The groove is reminiscent of ‘Spinning on an Axis’ off of Driving Rain, with a Fender Rhodes and a splashy snare. Soon the horns
and guitar grab onto a slick line as a diversion from the song proper. This is
the one song on the LP that may be lacking lyrically and may slightly overstay its
welcome. I feel the reason is that the song is more about a groove than
anything ‘deeper down’. It’s not a bad track. It may grow on me more, that being said, it does
feature some great Macca vocals at the end.

                                           Photo: Mary McCartney

The record closes with ‘Winter Bird/When Winter Comes’
bringing the collection full circle. During promotion for the record McCartney
stated that the impetus for McCartney III
was of the song ‘Winter Bird’. McCartney had recorded the track during
sessions for Flaming Pie and the song
was left to languish in the vaults. When revisiting his tapes for the Flaming Pie deluxe edition Paul decided
to use the original song and develop it for an animated feature he was working
on. Suddenly he was inspired and the idea of recording a McCartney III album fell in around it. George Martin produced the
original session and what you will hear on McCartney
III
is a hybrid of the original recording and Paul’s new theme used for the opener. ‘When Winter Comes’ is a lost classic and its obvious why Paul wanted to use it and how it inspired the rest of the record.(Note his 1997 vocals)

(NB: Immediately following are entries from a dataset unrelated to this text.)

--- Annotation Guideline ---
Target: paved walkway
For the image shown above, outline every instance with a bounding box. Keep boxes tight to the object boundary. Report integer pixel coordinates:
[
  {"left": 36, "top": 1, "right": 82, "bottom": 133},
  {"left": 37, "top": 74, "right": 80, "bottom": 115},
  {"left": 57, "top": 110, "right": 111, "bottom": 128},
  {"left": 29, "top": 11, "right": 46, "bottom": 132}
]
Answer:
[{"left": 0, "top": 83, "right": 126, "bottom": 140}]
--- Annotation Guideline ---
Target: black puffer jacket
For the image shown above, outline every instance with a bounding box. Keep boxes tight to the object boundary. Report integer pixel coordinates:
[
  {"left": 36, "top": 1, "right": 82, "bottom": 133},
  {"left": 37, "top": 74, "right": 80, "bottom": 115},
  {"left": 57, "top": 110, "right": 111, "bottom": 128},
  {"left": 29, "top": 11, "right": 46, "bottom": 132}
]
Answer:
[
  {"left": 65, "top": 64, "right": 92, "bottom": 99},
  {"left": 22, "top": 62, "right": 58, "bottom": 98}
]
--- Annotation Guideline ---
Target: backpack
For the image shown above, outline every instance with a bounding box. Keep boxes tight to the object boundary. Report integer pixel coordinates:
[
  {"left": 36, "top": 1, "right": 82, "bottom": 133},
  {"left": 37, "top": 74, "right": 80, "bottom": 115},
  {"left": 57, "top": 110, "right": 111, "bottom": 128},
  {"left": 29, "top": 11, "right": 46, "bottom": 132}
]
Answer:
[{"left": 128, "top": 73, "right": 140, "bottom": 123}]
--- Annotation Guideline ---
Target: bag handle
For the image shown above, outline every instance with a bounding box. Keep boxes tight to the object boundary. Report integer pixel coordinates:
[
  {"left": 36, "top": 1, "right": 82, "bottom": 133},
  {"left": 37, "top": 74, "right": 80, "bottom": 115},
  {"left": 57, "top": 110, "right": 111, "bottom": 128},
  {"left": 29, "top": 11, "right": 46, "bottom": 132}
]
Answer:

While any news of a new Paul McCartney record elicits the
usual cheers from his long time admirers and stoic acknowledgement from music
fans in general; the usual flurry of interpretations and criticisms will be
soon to follow. Your humble ‘rock room’ is included in part of this chaos. In
the end, all that can be said is that one of the finest musicians of any genre
has released a collection of song at 78 years of age. He is playing and producing
it all and in the midst of a pandemic. If that is not cause for celebration I
do not know what is. The bonus? The music is wonderful and the creativity is
muffin topping out of the package. I don’t have to tell you to check out Paul
McCartney, if you dig him, you know what to expect, and it’s gonna be good. Just like 2020’s Dylan release, there’s still plenty to be thankful for in the world of rock. McCartney III will be released on December 18.